US8080724B2

US8080724B2 - Method and system for separating musical sound source without using sound source database

Info

Publication number: US8080724B2
Application number: US12/748,831
Authority: US
Inventors: Min Je Kim; Seung Kwon Beack; Kyeongok Kang; Dae Young Jang; Tae Jin Lee; Inseon JANG; Jin Woo Hong
Original assignee: Electronics and Telecommunications Research Institute ETRI
Current assignee: Electronics and Telecommunications Research Institute ETRI
Priority date: 2009-09-14
Filing date: 2010-03-29
Publication date: 2011-12-20
Also published as: US20110061516A1

Abstract

Provided are an apparatus and method of separating, from a mixed signal, a sound source generated using a rhythm musical instrument based on characteristics of the rhythm musical instrument repeated in an aspect of time. The apparatus may include a separation unit to separate a plurality of mixed signals into a plurality of segments, a Nonnegative Matrix Partial Co-Factorization (NMPCF) analysis unit to perform an NMPCF analysis on the plurality of segments, and to obtain a plurality of entity matrices based on the analysis result, a target instrument signal separating unit to separate, from the mixed signals, a target instrument signal, by calculating an inner product between the plurality of entity matrices, and a signal association unit to associate the target instrument signals separated from each of the plurality of segments.

Description

CROSS-REFERENCE TO RELATED APPLICATIONS

This application claims the benefit of Korean Patent Application No. 10-2009-0086499, filed on Sep. 14, 2009, and No. 10-2009-0122218, filed on Dec. 10, 2009, in the Korean Intellectual Property Office, the disclosures of which are incorporated herein by reference.

BACKGROUND

1. Field of the Invention

Embodiments of the present invention relate to a method of separating a musical sound source, and more particularly, to an apparatus and method of separating, from a mixed signal, a sound source generated using a rhythm musical instrument based on characteristics of the rhythm musical instrument repeated in an aspect of time when sound source information generated only using the rhythm musical instrument is present.

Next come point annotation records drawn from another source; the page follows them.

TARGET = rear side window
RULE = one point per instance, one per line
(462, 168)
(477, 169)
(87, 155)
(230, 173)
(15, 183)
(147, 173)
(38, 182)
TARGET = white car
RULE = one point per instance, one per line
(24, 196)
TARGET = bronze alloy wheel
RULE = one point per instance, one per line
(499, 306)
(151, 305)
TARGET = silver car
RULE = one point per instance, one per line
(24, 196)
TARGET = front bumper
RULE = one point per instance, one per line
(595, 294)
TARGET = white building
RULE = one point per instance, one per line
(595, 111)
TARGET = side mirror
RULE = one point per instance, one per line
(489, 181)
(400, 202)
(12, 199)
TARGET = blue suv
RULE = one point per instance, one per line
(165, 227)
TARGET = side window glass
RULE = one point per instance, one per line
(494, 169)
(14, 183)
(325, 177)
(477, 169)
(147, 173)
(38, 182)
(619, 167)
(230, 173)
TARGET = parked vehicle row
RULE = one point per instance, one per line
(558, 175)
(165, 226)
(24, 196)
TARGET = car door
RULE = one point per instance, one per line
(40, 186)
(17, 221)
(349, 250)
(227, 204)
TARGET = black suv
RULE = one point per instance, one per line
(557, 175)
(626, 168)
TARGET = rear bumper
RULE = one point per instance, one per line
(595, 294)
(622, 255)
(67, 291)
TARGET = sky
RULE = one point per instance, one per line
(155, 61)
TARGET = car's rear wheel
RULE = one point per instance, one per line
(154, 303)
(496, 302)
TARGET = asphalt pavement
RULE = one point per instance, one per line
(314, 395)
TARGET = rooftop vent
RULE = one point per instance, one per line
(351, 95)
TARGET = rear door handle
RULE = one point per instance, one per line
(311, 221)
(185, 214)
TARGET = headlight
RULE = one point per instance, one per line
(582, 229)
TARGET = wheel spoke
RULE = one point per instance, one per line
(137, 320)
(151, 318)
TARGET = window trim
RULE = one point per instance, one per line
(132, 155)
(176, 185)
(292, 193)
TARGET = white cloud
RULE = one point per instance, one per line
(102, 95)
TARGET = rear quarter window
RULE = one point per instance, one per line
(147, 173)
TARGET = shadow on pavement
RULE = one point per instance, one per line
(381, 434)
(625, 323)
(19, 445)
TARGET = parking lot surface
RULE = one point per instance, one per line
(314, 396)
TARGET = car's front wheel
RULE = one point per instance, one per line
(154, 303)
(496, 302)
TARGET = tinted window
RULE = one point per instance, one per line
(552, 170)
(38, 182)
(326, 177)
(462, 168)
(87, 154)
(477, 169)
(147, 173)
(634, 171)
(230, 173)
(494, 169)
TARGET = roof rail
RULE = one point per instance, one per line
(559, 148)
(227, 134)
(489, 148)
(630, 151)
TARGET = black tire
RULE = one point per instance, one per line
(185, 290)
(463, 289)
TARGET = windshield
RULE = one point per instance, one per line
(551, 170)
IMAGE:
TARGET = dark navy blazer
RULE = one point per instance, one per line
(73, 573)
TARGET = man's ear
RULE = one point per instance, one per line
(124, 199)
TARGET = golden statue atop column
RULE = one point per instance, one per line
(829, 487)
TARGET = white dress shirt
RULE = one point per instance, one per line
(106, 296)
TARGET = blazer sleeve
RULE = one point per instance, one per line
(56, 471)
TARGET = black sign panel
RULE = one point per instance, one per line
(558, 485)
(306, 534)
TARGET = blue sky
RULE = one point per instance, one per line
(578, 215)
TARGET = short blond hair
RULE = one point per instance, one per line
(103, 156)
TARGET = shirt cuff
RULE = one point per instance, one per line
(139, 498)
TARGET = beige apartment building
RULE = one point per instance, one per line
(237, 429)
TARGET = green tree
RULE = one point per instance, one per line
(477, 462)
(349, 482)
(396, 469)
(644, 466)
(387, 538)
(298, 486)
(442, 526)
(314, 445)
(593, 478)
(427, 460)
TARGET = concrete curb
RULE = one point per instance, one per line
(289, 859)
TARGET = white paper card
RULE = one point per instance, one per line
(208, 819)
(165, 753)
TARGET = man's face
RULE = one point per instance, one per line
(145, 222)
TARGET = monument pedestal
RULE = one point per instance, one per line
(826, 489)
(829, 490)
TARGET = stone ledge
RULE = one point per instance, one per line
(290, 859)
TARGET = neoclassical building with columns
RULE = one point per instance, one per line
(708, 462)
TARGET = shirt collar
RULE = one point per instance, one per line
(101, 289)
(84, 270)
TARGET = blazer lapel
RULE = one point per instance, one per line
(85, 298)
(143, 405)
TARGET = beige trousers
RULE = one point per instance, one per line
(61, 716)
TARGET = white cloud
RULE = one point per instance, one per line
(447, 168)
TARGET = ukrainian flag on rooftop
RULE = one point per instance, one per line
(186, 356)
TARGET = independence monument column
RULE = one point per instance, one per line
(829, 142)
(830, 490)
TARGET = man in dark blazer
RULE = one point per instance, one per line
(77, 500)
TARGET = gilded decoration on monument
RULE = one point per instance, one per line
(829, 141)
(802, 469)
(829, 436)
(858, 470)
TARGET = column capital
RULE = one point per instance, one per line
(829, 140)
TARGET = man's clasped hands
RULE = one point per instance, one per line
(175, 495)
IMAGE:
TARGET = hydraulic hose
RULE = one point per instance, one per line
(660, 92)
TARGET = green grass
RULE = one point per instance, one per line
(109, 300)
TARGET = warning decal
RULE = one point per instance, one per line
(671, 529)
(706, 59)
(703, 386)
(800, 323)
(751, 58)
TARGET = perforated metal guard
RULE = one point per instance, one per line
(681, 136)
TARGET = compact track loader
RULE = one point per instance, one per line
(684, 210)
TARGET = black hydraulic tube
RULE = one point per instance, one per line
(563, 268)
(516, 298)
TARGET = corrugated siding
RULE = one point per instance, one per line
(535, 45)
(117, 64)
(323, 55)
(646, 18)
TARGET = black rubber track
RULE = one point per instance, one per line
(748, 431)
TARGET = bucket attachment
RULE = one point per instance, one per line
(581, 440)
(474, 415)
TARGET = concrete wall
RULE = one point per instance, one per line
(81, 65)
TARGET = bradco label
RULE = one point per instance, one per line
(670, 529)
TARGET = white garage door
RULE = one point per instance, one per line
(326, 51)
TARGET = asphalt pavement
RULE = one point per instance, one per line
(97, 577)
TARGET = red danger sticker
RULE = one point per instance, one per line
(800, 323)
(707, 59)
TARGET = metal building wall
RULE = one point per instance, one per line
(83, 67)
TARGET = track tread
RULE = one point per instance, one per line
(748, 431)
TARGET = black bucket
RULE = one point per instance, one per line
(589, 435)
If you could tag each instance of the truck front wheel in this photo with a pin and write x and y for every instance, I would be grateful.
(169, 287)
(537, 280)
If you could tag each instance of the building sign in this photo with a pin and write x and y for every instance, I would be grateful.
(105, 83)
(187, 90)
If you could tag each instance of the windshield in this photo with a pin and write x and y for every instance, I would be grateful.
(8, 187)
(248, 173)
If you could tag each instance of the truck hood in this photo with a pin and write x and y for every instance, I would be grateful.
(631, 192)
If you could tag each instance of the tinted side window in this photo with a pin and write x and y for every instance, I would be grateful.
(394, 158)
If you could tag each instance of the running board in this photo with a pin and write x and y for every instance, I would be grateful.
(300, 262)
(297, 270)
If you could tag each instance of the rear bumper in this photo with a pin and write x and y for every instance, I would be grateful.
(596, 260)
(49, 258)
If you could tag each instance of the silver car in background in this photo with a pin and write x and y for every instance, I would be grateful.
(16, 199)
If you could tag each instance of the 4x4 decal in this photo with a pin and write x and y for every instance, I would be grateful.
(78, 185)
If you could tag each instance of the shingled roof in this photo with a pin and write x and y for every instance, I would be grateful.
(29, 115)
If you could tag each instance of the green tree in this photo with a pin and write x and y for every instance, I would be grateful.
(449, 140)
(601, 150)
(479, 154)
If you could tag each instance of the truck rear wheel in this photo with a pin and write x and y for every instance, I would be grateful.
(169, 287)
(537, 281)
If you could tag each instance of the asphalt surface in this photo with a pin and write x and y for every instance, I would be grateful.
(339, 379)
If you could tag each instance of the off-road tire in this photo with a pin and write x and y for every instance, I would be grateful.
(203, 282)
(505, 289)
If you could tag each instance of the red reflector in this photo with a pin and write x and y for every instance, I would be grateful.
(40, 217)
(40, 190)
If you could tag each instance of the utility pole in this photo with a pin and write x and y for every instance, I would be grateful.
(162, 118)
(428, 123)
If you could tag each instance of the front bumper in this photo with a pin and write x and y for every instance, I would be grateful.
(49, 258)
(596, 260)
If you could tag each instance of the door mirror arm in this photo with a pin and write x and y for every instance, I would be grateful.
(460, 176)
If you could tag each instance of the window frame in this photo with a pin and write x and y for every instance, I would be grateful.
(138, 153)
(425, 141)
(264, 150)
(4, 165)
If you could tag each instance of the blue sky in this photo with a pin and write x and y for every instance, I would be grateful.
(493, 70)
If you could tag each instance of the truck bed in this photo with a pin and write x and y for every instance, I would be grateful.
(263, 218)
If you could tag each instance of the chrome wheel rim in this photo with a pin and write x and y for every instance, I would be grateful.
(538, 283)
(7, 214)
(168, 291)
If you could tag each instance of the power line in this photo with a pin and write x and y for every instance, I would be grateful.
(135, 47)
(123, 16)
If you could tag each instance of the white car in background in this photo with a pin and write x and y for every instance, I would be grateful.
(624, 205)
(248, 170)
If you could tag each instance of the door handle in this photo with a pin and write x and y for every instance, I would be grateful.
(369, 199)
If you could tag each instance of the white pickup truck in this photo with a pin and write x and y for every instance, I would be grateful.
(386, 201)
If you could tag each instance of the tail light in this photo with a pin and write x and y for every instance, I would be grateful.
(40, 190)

2. Description of the Related Art

Along with developments in technologies, a method of separating only a sound generated using a rhythm musical instrument from an ensemble where various musical instruments are performing has been developed.

However, in a conventional method of separating sound sources, the sound sources may be separated utilizing statistical characteristics of the sound sources based on a model of an environment where signals are mixed, and thus only mixed signals having a same number of sound sources to be separated as a number of sound sources in the model may be applicable, or construction of a learning database with respect to the sound sources to be separated may be needed.

Accordingly, there is a need for a method of separating a specific sound source even in a state where a database comprised of only the specific sound source is not provided.

SUMMARY

An aspect of the present invention provides an apparatus of separating a musical sound source, which may separate a sound source generated using a rhythm musical instrument based on characteristics of the rhythm musical instrument repeated in an aspect of time, and thereby may separate a sound source included in a mixed signal even when a learning database generated using a specific sound source is absent.

According to an aspect of the present invention, there is provided an apparatus of separating musical sound sources, the apparatus including: a separation unit to separate a plurality of mixed signals into a plurality of segments; a Nonnegative Matrix Partial Co-Factorization (NMPCF) analysis unit to perform an NMPCF analysis on the plurality of segments, and to obtain a plurality of entity matrices based on the analysis result; a target instrument signal separating unit to separate, from the mixed signals, a target instrument signal, by calculating an inner product between the plurality of entity matrices; and a signal association unit to associate the target instrument signals separated from each of the plurality of segments.

In this instance, the plurality of entity matrices obtained by the NMPCF analysis unit may include a matrix A_Cof a frequency element commonly shared by all of the plurality of segments, a matrix A_I ^(l)of a different frequency element for each of the plurality of segments, an information matrix S_C ^(l)of the time domain corresponding to A_C, and an information matrix S_I ^(l)of the time domain corresponding to A₁ ^(l).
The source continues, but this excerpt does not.